For each hospital, we recorded the proportion of bariatric patients with an OSA diagnosis, (hospitals may have different awareness of the importance of OSA as a risk factor for postoperative complications, which may influence both documentation and management) along with the proportion of OSA patients treated with postoperative NIV among bariatric patients and among all surgical patients. Other hospital characteristics were also recorded, including the number of beds, teaching status, geographic region, and whether an urban/rural population is served.

Exposure Variable

Early postoperative NIV was the main exposure variable, and was identified based on date stamped billing/charge codes and/or ICD-9 procedure code 93.90. Identification of NIV use based on a charge or an ICD-9 procedure codes for NIV was shown in prior studies to be more sensitive and specific than either alone.
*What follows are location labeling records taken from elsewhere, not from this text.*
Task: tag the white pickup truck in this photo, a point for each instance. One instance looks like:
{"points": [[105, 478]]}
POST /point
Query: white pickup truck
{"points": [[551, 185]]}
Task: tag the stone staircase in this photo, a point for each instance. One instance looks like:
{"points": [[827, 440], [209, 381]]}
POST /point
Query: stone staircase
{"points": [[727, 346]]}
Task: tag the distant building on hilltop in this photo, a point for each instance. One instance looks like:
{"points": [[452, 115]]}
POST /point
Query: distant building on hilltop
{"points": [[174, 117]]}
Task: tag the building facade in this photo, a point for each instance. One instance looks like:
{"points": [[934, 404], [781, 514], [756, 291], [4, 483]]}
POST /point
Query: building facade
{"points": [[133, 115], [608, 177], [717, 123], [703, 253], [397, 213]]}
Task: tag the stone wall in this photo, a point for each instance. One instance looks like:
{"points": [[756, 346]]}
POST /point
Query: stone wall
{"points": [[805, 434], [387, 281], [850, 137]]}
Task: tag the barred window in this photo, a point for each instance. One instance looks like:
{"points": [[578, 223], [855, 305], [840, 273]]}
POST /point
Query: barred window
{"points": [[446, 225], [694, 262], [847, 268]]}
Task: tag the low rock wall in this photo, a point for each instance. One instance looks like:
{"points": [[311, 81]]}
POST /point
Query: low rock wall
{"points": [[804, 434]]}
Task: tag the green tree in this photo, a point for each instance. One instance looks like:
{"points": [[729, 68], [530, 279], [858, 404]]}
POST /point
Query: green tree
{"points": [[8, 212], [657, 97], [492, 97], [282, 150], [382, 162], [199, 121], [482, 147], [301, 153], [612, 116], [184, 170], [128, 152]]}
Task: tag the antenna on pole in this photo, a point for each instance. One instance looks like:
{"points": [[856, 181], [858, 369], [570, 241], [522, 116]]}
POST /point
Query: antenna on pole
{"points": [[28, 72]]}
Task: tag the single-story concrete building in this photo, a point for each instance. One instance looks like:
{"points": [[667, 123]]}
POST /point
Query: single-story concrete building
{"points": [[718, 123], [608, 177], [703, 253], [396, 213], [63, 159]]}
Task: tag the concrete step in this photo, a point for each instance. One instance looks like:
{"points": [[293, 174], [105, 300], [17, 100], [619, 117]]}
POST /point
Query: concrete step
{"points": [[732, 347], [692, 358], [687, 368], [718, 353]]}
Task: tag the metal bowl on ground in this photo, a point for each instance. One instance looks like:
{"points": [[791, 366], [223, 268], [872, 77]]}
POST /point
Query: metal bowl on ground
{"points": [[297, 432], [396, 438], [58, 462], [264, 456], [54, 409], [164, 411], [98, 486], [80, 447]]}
Of note, neither procedure nor billing codes differentiate between CPAP and BIPAP.

We defined “early postoperative NIV” as NIV started on the day of, or the day after surgery (day 1 or 2 of hospitalization) to acknowledge that we could not differentiate between NIV used for prophylaxis (continuation of NIV used preoperatively) and NIV used to treat early signs of respiratory deterioration in the postoperative period (identified based on chest x-ray [CXR] and arterial blood gas [ABG] orders).

Main Outcomes Measures

The primary outcome of the study was reintubation within 3 days after the surgical procedure and was defined based on the respiratory therapist billing code for IMV and ICD-9 procedure codes for intubation and/or mechanical ventilation (ICD-9: 96.04, 96.7x).30

Secondary outcomes were postoperative complications, including acute coronary syndrome, atrial and ventricular arrhythmias, acute congestive heart failure, cardiac arrest, prolonged IMV and delirium. (for ICD-9 codes see Appendix B in the supplemental material) In addition, we assessed administration of naloxone on day 1 or 2 after surgery, a short-acting opioid antagonist as a proxy for respiratory depression assumed to be secondary to opioid administration. We also reported in-hospital mortality, length of stay, and hospital cost. All postoperative complications described were not present on admission (no present on admission indicator).31

Statistical Analysis

Frequencies and percentages for categorical factors, and medians and interquartile ranges (IQRs) for continuous factors were used to examine the distribution of variables, at the patient and hospital level, and to describe the study population. The univariate associations of patient characteristics, type of surgery and hospital characteristics with early postoperative use of NIV were evaluated via chi-square tests, analysis of variance, or nonparametric Kruskal-Wallis tests.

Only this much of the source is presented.